When Remington becomes a sculptor, he pushes to its paroxysm the study of the imbalance in rapid movements. In 1895 his first masterpiece in that technique, The Broncho Buster, shows a tall prancing horse on his hind legs with no other support, seeking to dismantle his rider. A bronze 58 cm high edited in 1906 was sold for $ 2,6M including premium by Christie's on November 29, 2007.
Even bolder : in 1896, the sculptor attempted a group of two in full gallop entitled The Wounded Bunkie, only connected to the base by two hoofs, one per horse in compliance with the findings of Muybridge. A bronze 51 cm high edited in the first year was sold for $ 5.6M including premium by Sotheby's on May 22, 2008.
Nothing stops that demanding artist. In 1902 he conceives a group of four linked through five legs, departing from Muybridge. The founder succeeds in convincing him of the impossibility of the realization and a compromise with six bearing hoofs is accepted. Titled Coming through the Rye, it is once again a scene expressing a great fastness. The four galloping horses are ridden by cowboys in full euphoria who exhibit their pistols at the end of their arms stretched upwards.
Some orders are received in 1903 but the realization is a feat. This complex piece 78 cm high is too cumbersome and the price tag at 2,000 dollars is too expensive. Very few copies will be made.
Dated 1905 and delivered in 1906 to Tiffany and Co, the serial number 3 is estimated $ 7M for sale by Christie's in New York on May 23, lot 7.

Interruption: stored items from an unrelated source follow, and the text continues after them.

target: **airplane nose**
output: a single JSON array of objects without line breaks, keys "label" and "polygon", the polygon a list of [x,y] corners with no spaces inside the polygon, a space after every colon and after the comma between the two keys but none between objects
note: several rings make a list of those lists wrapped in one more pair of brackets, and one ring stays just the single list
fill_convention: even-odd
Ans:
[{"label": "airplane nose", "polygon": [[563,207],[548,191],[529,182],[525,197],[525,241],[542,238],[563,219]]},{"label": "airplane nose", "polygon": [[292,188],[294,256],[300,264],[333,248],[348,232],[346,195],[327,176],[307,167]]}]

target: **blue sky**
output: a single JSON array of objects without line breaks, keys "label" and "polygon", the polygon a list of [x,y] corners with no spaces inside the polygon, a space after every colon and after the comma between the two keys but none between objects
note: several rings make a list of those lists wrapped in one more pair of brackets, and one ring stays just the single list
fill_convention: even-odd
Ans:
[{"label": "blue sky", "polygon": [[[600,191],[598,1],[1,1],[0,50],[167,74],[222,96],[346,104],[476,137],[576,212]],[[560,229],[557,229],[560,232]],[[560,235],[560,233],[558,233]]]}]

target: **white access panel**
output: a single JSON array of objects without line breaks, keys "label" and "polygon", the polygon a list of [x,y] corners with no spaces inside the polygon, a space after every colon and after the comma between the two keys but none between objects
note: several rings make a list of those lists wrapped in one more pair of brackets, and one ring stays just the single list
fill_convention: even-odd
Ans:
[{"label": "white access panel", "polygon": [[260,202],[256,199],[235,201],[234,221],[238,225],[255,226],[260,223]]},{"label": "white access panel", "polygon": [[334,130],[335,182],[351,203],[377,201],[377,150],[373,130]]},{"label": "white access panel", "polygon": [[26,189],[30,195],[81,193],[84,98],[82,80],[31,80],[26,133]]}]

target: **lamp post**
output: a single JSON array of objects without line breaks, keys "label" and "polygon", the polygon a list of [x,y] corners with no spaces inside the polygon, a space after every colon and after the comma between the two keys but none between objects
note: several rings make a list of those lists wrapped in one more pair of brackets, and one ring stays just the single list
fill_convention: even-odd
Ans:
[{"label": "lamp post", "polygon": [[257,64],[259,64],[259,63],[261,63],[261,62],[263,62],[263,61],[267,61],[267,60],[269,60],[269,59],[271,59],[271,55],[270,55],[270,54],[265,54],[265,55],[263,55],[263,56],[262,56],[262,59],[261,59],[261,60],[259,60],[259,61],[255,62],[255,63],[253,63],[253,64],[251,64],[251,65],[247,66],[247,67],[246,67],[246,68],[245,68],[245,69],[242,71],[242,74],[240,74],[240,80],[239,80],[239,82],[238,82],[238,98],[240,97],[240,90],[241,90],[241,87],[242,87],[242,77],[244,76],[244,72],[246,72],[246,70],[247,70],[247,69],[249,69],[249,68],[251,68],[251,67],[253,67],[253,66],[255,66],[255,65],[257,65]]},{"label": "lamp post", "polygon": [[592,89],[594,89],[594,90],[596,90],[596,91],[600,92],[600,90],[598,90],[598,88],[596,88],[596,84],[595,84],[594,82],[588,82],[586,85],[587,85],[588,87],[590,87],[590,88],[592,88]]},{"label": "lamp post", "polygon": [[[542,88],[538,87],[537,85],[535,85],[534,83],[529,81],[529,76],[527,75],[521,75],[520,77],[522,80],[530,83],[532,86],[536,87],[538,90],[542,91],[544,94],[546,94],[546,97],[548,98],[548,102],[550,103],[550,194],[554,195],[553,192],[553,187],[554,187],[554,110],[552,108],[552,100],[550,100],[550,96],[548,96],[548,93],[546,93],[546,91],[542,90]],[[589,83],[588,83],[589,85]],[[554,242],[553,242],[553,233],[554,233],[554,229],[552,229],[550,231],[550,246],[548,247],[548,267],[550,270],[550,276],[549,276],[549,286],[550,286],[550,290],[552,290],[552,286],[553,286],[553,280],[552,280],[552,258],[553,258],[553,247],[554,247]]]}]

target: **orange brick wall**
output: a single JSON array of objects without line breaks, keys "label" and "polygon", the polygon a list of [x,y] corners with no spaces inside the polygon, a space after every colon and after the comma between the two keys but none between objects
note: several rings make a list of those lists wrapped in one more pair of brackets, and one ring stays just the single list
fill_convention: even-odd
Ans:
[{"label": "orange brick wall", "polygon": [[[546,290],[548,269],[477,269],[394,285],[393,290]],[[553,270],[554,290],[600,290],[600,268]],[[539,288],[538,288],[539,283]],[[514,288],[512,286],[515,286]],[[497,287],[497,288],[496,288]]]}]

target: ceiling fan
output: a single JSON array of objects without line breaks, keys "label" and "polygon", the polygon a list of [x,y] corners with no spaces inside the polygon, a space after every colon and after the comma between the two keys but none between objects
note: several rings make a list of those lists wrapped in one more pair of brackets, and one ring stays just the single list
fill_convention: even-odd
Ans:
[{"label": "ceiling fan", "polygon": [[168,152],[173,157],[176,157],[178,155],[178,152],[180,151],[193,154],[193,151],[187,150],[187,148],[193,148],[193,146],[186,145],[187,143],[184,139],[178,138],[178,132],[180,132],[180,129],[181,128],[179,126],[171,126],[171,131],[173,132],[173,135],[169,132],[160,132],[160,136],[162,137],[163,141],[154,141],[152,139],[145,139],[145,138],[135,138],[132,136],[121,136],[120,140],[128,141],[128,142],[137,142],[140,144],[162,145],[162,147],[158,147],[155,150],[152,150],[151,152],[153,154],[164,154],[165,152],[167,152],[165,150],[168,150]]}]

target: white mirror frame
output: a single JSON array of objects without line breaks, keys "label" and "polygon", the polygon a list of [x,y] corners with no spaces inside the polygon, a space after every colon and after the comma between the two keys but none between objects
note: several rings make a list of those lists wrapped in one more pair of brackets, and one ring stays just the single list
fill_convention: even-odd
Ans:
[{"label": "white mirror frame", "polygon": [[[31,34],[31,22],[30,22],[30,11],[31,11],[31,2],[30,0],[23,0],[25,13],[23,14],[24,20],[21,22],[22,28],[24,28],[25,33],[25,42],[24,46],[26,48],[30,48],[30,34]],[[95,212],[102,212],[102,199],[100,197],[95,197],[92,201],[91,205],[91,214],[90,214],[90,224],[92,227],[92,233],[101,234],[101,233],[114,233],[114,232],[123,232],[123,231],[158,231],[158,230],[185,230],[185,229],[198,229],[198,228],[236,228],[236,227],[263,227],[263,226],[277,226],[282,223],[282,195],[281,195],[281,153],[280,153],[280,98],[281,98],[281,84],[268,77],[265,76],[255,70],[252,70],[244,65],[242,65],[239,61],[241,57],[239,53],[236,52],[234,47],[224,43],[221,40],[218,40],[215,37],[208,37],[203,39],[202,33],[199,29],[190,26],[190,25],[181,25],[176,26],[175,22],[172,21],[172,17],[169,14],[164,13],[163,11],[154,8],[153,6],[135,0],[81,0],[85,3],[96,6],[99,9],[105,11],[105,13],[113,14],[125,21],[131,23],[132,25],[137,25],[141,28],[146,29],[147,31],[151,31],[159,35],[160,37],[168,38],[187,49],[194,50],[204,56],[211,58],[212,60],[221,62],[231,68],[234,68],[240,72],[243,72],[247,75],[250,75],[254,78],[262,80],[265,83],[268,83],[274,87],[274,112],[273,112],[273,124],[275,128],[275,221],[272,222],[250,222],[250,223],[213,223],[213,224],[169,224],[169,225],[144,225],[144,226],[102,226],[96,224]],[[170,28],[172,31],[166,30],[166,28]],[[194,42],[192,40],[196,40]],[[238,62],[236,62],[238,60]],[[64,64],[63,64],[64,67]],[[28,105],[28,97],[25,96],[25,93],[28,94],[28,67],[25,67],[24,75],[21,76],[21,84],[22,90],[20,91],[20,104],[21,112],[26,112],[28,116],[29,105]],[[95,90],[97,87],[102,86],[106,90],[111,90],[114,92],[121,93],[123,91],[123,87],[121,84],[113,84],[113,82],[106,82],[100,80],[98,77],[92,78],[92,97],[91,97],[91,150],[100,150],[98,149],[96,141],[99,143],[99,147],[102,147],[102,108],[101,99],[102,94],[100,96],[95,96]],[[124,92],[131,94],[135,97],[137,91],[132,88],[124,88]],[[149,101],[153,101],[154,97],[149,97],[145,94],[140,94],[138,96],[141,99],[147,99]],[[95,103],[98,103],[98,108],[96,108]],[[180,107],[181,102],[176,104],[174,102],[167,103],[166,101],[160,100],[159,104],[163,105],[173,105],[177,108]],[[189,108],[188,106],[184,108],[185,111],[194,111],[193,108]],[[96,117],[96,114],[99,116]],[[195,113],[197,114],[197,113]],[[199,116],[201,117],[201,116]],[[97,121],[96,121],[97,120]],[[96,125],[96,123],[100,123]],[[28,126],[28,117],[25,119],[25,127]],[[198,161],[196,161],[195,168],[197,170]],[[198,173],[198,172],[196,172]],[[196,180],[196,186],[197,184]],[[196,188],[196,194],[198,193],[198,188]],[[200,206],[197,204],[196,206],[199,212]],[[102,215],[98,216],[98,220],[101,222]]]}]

Considering this commercial failure Remington destroyed his models in wax and plaster in 1908. In the same year, disgusted by the new trend of fantasy illustrations, he prepared a bonfire in his yard and destroyed hundreds of his original paintings. This artist out of standards in every sense of that wording dies in 1909 at the age of 48 from complications related to his extreme obesity.